The simple answer is to declare all your income and to only claim legitimate deductions. But it also helps to know what areas the Tax Office is targeting so that you can take extra care not to fall foul of its compliance efforts. Last month, the Tax Office released its 2007-08 compliance program setting out what it sees as the risk areas and how it will address them.
So how do I stay off the Tax Office's radar?
It would help if you don't own rental property, claim work-related expenses or own (or have recently sold) assets on which you may be liable for capital gains tax. Unfortunately that rules out most Money readers. This year the Tax Office is also targeting public company executives and directors with total remuneration of more than $1 million.

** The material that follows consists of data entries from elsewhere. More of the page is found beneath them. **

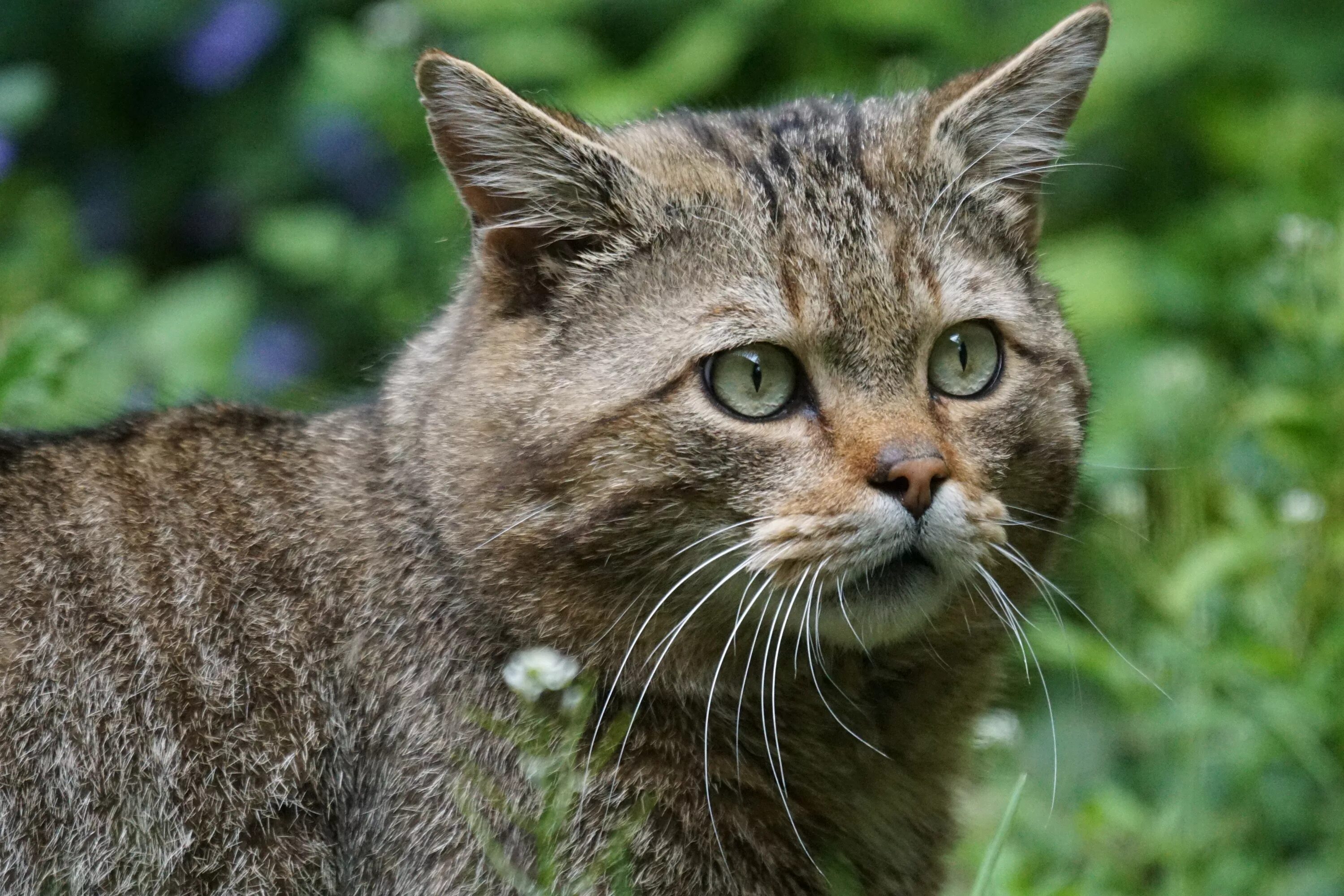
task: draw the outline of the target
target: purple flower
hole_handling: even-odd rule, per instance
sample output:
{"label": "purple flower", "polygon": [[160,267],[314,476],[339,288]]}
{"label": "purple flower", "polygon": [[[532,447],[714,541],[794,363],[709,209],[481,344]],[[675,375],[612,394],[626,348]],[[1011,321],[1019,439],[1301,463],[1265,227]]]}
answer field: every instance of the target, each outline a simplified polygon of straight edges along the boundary
{"label": "purple flower", "polygon": [[237,86],[276,43],[280,26],[280,9],[270,0],[222,0],[183,44],[177,78],[200,93]]}
{"label": "purple flower", "polygon": [[19,157],[19,148],[13,145],[13,141],[0,134],[0,180],[4,180],[5,172],[8,172]]}
{"label": "purple flower", "polygon": [[235,369],[249,390],[274,392],[309,373],[316,360],[316,345],[306,326],[261,321],[243,337]]}

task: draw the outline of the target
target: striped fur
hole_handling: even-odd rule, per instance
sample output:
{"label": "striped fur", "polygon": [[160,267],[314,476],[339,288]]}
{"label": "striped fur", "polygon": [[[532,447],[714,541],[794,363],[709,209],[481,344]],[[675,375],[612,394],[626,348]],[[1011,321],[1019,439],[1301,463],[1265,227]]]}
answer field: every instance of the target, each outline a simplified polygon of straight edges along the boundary
{"label": "striped fur", "polygon": [[[476,236],[376,402],[0,437],[0,892],[503,893],[450,793],[462,756],[527,793],[464,711],[508,712],[535,643],[640,707],[579,822],[591,853],[655,794],[640,892],[937,892],[1032,591],[1004,544],[1052,547],[1001,523],[1073,500],[1089,387],[1036,185],[1107,24],[934,93],[610,130],[426,54]],[[1001,382],[937,398],[970,318]],[[700,361],[757,340],[805,410],[710,400]],[[918,524],[868,484],[900,445],[950,470]],[[866,584],[903,545],[927,584]]]}

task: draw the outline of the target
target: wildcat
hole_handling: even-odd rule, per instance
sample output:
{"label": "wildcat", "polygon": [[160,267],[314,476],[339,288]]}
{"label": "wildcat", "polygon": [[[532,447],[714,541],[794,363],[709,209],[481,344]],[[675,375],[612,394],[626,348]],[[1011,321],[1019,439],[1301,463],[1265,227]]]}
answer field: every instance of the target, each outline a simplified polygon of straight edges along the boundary
{"label": "wildcat", "polygon": [[1008,508],[1071,504],[1034,249],[1109,21],[612,130],[425,54],[472,257],[375,402],[0,439],[0,891],[505,892],[450,793],[523,793],[464,709],[544,643],[640,704],[581,821],[656,797],[638,892],[937,892],[1051,548]]}

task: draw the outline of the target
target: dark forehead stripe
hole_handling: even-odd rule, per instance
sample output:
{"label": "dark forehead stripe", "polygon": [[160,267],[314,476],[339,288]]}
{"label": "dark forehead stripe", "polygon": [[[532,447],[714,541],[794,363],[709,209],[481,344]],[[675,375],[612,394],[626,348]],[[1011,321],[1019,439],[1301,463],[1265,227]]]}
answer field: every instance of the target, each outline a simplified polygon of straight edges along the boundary
{"label": "dark forehead stripe", "polygon": [[[848,376],[874,386],[910,380],[918,345],[910,332],[911,259],[886,244],[878,218],[888,197],[864,169],[870,129],[886,107],[852,98],[800,99],[769,109],[683,113],[694,141],[759,196],[778,253],[785,306],[828,310],[824,353]],[[896,114],[895,109],[886,113]],[[890,126],[890,122],[886,122]]]}
{"label": "dark forehead stripe", "polygon": [[835,216],[845,206],[852,214],[862,204],[855,196],[841,193],[841,203],[831,196],[841,184],[868,185],[862,165],[866,122],[852,98],[672,118],[699,146],[750,180],[773,226],[790,207],[809,216]]}

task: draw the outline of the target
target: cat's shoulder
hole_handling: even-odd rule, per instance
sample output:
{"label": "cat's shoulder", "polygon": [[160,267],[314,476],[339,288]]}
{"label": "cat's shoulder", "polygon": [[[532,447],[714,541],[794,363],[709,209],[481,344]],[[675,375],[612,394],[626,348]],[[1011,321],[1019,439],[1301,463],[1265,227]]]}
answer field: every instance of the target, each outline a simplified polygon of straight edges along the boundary
{"label": "cat's shoulder", "polygon": [[306,419],[238,404],[130,414],[54,433],[0,430],[0,506],[89,490],[191,490],[231,470],[290,466]]}

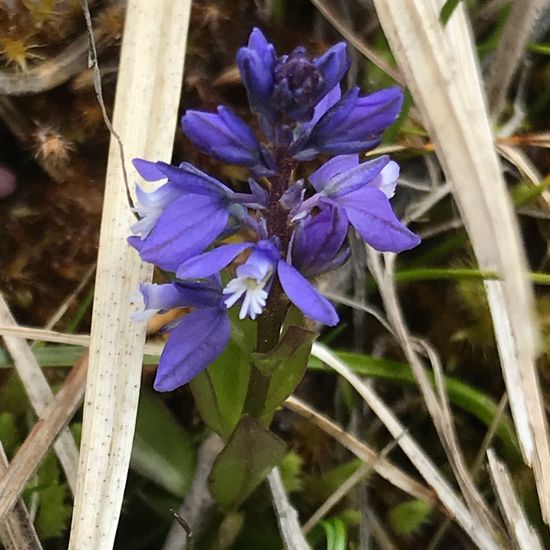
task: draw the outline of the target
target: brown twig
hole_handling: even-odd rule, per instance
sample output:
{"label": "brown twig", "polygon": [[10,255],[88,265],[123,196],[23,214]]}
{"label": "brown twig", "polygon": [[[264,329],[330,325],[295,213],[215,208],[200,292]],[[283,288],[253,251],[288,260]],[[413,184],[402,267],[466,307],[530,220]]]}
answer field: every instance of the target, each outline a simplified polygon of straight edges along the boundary
{"label": "brown twig", "polygon": [[44,410],[0,479],[0,519],[12,509],[29,478],[80,405],[86,385],[88,353],[73,367],[63,388]]}
{"label": "brown twig", "polygon": [[[8,457],[0,442],[0,476],[8,468]],[[5,521],[0,522],[0,541],[6,550],[42,550],[27,507],[22,500],[15,503]]]}

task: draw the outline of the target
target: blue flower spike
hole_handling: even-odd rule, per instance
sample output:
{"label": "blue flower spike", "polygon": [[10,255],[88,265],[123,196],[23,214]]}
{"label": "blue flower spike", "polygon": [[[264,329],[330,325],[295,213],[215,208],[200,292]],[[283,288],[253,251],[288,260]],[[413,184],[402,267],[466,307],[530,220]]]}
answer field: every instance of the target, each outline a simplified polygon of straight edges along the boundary
{"label": "blue flower spike", "polygon": [[[380,251],[420,243],[391,207],[397,163],[359,159],[395,122],[403,93],[387,88],[362,96],[352,88],[342,95],[349,64],[344,43],[317,58],[303,47],[277,55],[255,28],[237,66],[260,132],[225,106],[184,114],[183,132],[200,151],[246,167],[250,193],[186,162],[134,160],[143,179],[161,185],[151,193],[137,187],[139,221],[129,243],[144,261],[174,274],[169,283],[141,286],[144,310],[135,318],[178,311],[163,329],[170,336],[156,390],[186,384],[220,356],[231,308],[257,323],[261,353],[277,345],[289,304],[306,319],[336,325],[336,310],[312,278],[348,260],[350,227]],[[321,154],[331,158],[304,180],[293,179],[302,161]]]}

It says it has identified cases where income may not be fully reported, particularly in relation to benefits such as options and rights issues, cash bonuses and non-income capital benefits. And it's taking a close look at people who raised money to fund superannuation contributions (presumably to take advantage of that $1 million transitional limit on after-tax contributions) to check they've declared any tax payable on the income they raised. Anyone still feeling left out? Well, if you work in tourism, fitness and sports, construction, security services or on a mining site, take special care.

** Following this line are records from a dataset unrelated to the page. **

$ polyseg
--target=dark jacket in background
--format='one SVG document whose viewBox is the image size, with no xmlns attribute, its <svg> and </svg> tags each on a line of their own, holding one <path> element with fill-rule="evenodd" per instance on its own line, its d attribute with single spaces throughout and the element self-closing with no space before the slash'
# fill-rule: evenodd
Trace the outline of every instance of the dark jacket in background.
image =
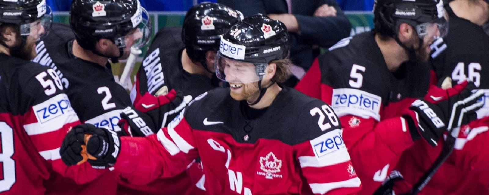
<svg viewBox="0 0 489 195">
<path fill-rule="evenodd" d="M 300 34 L 290 33 L 290 58 L 306 71 L 319 54 L 313 45 L 330 47 L 350 36 L 351 25 L 334 0 L 291 0 L 292 14 L 297 20 Z M 218 3 L 243 12 L 245 17 L 256 14 L 286 14 L 285 0 L 217 0 Z M 314 12 L 323 4 L 336 9 L 336 17 L 316 17 Z"/>
</svg>

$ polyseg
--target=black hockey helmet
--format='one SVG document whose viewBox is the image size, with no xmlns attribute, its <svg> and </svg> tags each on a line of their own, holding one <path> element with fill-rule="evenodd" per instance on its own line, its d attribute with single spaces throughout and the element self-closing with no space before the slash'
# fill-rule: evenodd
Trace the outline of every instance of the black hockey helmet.
<svg viewBox="0 0 489 195">
<path fill-rule="evenodd" d="M 46 4 L 45 0 L 0 0 L 0 23 L 18 25 L 24 41 L 32 28 L 44 28 L 44 32 L 38 35 L 38 40 L 45 36 L 51 28 L 52 19 L 51 8 Z"/>
<path fill-rule="evenodd" d="M 402 23 L 415 27 L 422 39 L 436 28 L 439 37 L 448 32 L 443 0 L 376 0 L 374 16 L 376 32 L 393 38 Z"/>
<path fill-rule="evenodd" d="M 95 50 L 101 39 L 113 41 L 121 56 L 128 39 L 133 42 L 133 47 L 147 44 L 151 34 L 149 19 L 138 0 L 73 0 L 69 11 L 70 25 L 78 44 L 102 56 Z"/>
<path fill-rule="evenodd" d="M 221 39 L 216 59 L 218 78 L 227 81 L 224 70 L 229 60 L 241 64 L 240 82 L 261 80 L 265 69 L 270 62 L 285 59 L 289 56 L 289 33 L 285 24 L 261 14 L 246 17 L 238 22 Z M 248 71 L 255 75 L 245 75 Z M 241 71 L 239 70 L 239 71 Z"/>
<path fill-rule="evenodd" d="M 207 51 L 217 51 L 221 35 L 243 18 L 241 12 L 220 3 L 204 2 L 190 8 L 181 33 L 189 57 L 201 62 Z"/>
</svg>

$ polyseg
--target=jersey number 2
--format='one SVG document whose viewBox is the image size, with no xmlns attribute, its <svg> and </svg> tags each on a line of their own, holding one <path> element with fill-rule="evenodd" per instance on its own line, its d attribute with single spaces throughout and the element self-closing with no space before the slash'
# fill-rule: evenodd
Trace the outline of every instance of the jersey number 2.
<svg viewBox="0 0 489 195">
<path fill-rule="evenodd" d="M 8 191 L 15 183 L 15 161 L 14 156 L 14 132 L 12 127 L 5 122 L 0 122 L 0 162 L 2 166 L 3 179 L 0 180 L 0 193 Z"/>
<path fill-rule="evenodd" d="M 104 107 L 104 110 L 111 109 L 115 107 L 115 103 L 109 103 L 112 98 L 112 94 L 111 94 L 111 90 L 109 90 L 109 87 L 101 87 L 97 89 L 97 92 L 99 94 L 105 94 L 105 98 L 102 100 L 102 106 Z"/>
<path fill-rule="evenodd" d="M 319 128 L 321 128 L 321 131 L 325 131 L 331 128 L 332 124 L 334 126 L 337 126 L 339 124 L 339 123 L 338 122 L 338 118 L 334 115 L 334 113 L 333 112 L 333 110 L 331 109 L 331 107 L 328 106 L 327 105 L 323 105 L 321 107 L 321 108 L 322 109 L 322 110 L 316 107 L 311 109 L 310 113 L 312 117 L 316 115 L 319 115 L 319 119 L 317 121 L 317 124 L 319 125 Z M 326 117 L 325 117 L 325 114 L 329 118 L 329 120 L 329 120 L 329 122 L 326 121 Z"/>
</svg>

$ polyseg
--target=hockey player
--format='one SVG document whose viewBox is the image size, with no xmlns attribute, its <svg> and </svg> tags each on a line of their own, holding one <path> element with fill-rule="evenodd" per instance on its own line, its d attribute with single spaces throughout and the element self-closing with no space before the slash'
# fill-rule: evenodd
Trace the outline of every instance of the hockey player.
<svg viewBox="0 0 489 195">
<path fill-rule="evenodd" d="M 448 95 L 431 90 L 426 97 L 434 98 L 424 101 L 432 104 L 410 106 L 428 91 L 429 70 L 423 62 L 435 38 L 446 34 L 445 13 L 441 1 L 378 0 L 375 31 L 330 48 L 297 85 L 331 103 L 338 114 L 352 162 L 364 184 L 361 194 L 372 194 L 414 141 L 421 138 L 418 142 L 434 146 L 447 129 L 456 127 L 448 127 L 446 116 L 458 114 L 452 105 L 466 98 L 469 89 L 454 95 L 467 83 L 447 91 Z M 472 100 L 463 107 L 474 103 Z M 430 109 L 434 115 L 422 111 Z"/>
<path fill-rule="evenodd" d="M 489 20 L 488 3 L 489 2 L 484 0 L 455 0 L 446 3 L 445 7 L 450 19 L 448 33 L 446 37 L 437 40 L 431 46 L 434 50 L 431 57 L 437 78 L 450 77 L 454 85 L 470 79 L 479 89 L 485 92 L 482 99 L 484 106 L 477 112 L 479 118 L 489 116 L 489 103 L 486 102 L 489 96 L 489 72 L 485 70 L 489 68 L 489 36 L 481 27 Z M 475 132 L 476 131 L 471 131 L 474 129 L 487 129 L 489 120 L 484 118 L 480 122 L 473 123 L 478 126 L 466 126 L 464 134 L 467 135 L 470 134 L 470 131 Z M 480 136 L 484 135 L 477 136 Z M 455 153 L 463 148 L 465 141 L 476 141 L 458 139 L 456 142 Z M 434 159 L 429 155 L 440 152 L 439 149 L 434 148 L 430 150 L 434 151 L 421 156 L 416 151 L 425 149 L 424 147 L 419 149 L 423 147 L 421 144 L 416 146 L 417 147 L 403 155 L 403 158 L 411 160 L 409 162 L 401 161 L 396 168 L 402 174 L 404 180 L 411 184 L 415 183 L 432 164 Z M 489 173 L 487 170 L 472 170 L 475 167 L 468 164 L 465 166 L 472 167 L 461 168 L 450 162 L 449 159 L 440 168 L 421 192 L 423 194 L 489 195 Z"/>
<path fill-rule="evenodd" d="M 133 102 L 146 92 L 165 94 L 173 89 L 195 98 L 218 87 L 214 64 L 220 36 L 242 18 L 225 5 L 203 3 L 189 9 L 183 28 L 160 29 L 139 68 Z"/>
<path fill-rule="evenodd" d="M 68 168 L 58 154 L 80 122 L 55 71 L 29 61 L 49 31 L 51 14 L 44 0 L 0 0 L 1 195 L 43 195 L 54 175 L 81 183 L 103 172 Z"/>
<path fill-rule="evenodd" d="M 221 39 L 215 68 L 229 88 L 197 97 L 149 136 L 119 140 L 103 129 L 82 126 L 81 136 L 91 134 L 89 154 L 142 182 L 175 176 L 200 156 L 211 195 L 358 191 L 360 180 L 331 108 L 277 83 L 288 78 L 291 63 L 284 24 L 259 15 L 231 29 Z M 108 150 L 99 153 L 102 142 Z"/>
</svg>

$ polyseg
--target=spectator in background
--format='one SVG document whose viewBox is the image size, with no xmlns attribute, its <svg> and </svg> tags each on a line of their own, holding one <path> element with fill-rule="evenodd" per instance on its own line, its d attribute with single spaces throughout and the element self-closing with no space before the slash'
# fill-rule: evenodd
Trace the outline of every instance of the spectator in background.
<svg viewBox="0 0 489 195">
<path fill-rule="evenodd" d="M 295 86 L 305 74 L 319 48 L 330 47 L 350 35 L 348 19 L 334 0 L 218 0 L 218 2 L 241 11 L 245 17 L 258 13 L 285 24 L 290 34 L 291 68 L 296 78 Z M 295 81 L 293 80 L 295 80 Z"/>
</svg>

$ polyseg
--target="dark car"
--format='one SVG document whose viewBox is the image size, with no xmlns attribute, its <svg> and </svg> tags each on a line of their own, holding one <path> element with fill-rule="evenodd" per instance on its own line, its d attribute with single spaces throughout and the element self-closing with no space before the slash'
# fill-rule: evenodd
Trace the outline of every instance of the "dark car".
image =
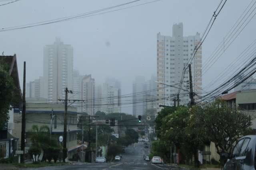
<svg viewBox="0 0 256 170">
<path fill-rule="evenodd" d="M 252 170 L 256 169 L 255 150 L 256 135 L 242 137 L 234 147 L 231 155 L 222 155 L 228 159 L 223 170 Z"/>
</svg>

On top of everything else, employees in these industries will have their expense claims subjected to even greater scrutiny.

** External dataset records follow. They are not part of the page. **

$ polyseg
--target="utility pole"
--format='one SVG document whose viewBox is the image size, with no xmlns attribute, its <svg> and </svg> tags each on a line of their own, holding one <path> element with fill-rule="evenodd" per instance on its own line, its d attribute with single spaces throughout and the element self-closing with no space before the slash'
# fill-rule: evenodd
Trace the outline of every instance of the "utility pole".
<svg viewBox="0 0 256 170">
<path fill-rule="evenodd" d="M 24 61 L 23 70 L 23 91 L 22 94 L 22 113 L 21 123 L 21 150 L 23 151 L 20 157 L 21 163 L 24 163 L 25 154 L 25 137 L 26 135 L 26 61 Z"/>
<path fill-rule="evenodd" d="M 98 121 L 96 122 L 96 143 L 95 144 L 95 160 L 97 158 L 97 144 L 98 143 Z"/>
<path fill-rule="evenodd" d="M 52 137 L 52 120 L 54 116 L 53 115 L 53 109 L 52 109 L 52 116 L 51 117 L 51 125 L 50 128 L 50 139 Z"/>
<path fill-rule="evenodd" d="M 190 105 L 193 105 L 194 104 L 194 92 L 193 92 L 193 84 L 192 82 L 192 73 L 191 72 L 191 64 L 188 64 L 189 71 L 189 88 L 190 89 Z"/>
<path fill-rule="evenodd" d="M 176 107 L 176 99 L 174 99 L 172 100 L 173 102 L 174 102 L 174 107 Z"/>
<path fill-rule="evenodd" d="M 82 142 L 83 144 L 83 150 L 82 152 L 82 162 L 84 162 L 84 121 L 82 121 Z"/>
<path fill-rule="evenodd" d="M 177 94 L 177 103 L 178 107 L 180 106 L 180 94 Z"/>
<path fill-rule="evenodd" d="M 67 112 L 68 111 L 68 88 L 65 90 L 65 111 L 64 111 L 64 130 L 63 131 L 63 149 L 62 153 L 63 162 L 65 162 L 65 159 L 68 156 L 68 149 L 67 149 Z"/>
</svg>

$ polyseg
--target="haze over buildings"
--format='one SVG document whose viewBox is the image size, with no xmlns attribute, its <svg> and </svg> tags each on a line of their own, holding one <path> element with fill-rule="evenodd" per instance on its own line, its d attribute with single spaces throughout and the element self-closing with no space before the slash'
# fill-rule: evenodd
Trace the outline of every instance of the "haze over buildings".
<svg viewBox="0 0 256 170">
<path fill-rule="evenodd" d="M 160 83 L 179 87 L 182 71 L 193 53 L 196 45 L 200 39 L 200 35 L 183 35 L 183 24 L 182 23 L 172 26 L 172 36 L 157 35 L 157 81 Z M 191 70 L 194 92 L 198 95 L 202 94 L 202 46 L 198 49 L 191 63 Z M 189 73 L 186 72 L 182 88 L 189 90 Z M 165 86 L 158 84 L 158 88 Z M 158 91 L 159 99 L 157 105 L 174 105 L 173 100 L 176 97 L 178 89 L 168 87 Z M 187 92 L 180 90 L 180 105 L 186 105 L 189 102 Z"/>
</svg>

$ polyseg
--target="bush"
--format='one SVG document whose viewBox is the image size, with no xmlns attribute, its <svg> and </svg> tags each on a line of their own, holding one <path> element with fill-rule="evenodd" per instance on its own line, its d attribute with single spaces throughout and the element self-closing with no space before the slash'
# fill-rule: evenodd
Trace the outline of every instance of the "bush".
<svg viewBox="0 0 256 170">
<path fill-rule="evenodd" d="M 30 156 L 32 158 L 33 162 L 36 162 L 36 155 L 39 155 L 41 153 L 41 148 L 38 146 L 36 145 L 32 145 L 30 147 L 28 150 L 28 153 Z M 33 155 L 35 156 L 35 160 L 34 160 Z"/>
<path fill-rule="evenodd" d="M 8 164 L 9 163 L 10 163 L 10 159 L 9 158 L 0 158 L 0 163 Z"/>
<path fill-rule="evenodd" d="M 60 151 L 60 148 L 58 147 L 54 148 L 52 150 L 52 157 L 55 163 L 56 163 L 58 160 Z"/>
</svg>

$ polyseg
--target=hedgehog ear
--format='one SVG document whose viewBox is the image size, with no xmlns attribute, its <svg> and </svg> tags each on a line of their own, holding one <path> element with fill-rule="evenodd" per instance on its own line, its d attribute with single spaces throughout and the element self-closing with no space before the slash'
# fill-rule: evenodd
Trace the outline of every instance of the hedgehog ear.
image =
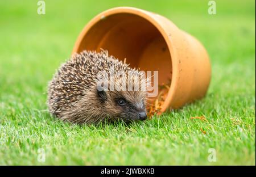
<svg viewBox="0 0 256 177">
<path fill-rule="evenodd" d="M 97 88 L 97 93 L 98 94 L 98 97 L 100 98 L 100 100 L 104 102 L 107 100 L 107 95 L 106 93 L 106 89 L 104 87 L 100 87 Z"/>
<path fill-rule="evenodd" d="M 104 102 L 106 100 L 106 91 L 104 90 L 102 90 L 102 91 L 98 91 L 97 90 L 97 92 L 98 92 L 98 96 L 100 97 L 100 100 L 102 102 Z"/>
</svg>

That's quite a list.Does it have the resources to audit all these people?
It doesn't - which is why its approach these days is less scatter-gun. Basically the Tax Office is developing systems that identify those people who might be doing the wrong thing so that it can leave the rest of us alone.
Its investigation activities include data-matching (where information such as income, dividends, bank interest and government benefits is cross-checked against your return) and building profiles of the type of activity and/or claims that might indicate a problem. The Tax Office says it will data-match more than 50 million transactions this year. And before it issues refunds, they are automatically checked against a set of criteria to detect incorrect or fraudulent returns.
If your tax return triggers one of these risk alerts, that doesn't mean you'll automatically be audited.
The Tax Office says its actions typically start with letters and phone calls seeking more information or clarification, before extending to field visits and audits.
For example, undeclared capital gains have been an issue for a few years. Last year the Tax Office wrote to 5200 people who had sold properties to alert them to their tax obligations. It then reviewed or audited 6100 returns which it identified as being at-risk. Those reviews resulted in $33.3 million of revenue adjustments.
This year it will be examining another 6000 taxpayers and expanding its use of data-matching to identify undeclared gains.
Rental properties are another perennial target. The Tax Office will write to new property investors to tell them of their obligations and write to existing investors identified as being at risk of not complying to remind them to do the right things as well as reviewing about 6000 cases where material amounts have been identified as being at risk.
With work-related expenses, it plans to conduct about 15,000 reviews as well as visiting 300 tax agents to review their practices and claims.
What's the story on checking where super contributions came from?
The Tax Office identified the surge of money into super as a focus before June 30. It has no problem with taxpayers contributing to super but it wants to make sure they've paid any tax liabilities on the money used to fund the contribution.
It is particularly concerned about unreported capital gains, in-specie contributions made to self-managed super funds (where you transfer the asset into the fund) where the transfer may not have been treated properly for capital gains tax purposes, borrowed funds where the interest costs were incorrectly claimed as a tax deduction and proceeds from cash economy or criminal activities.
The 2007-08 compliance report can be downloaded from www.ato.gov.au.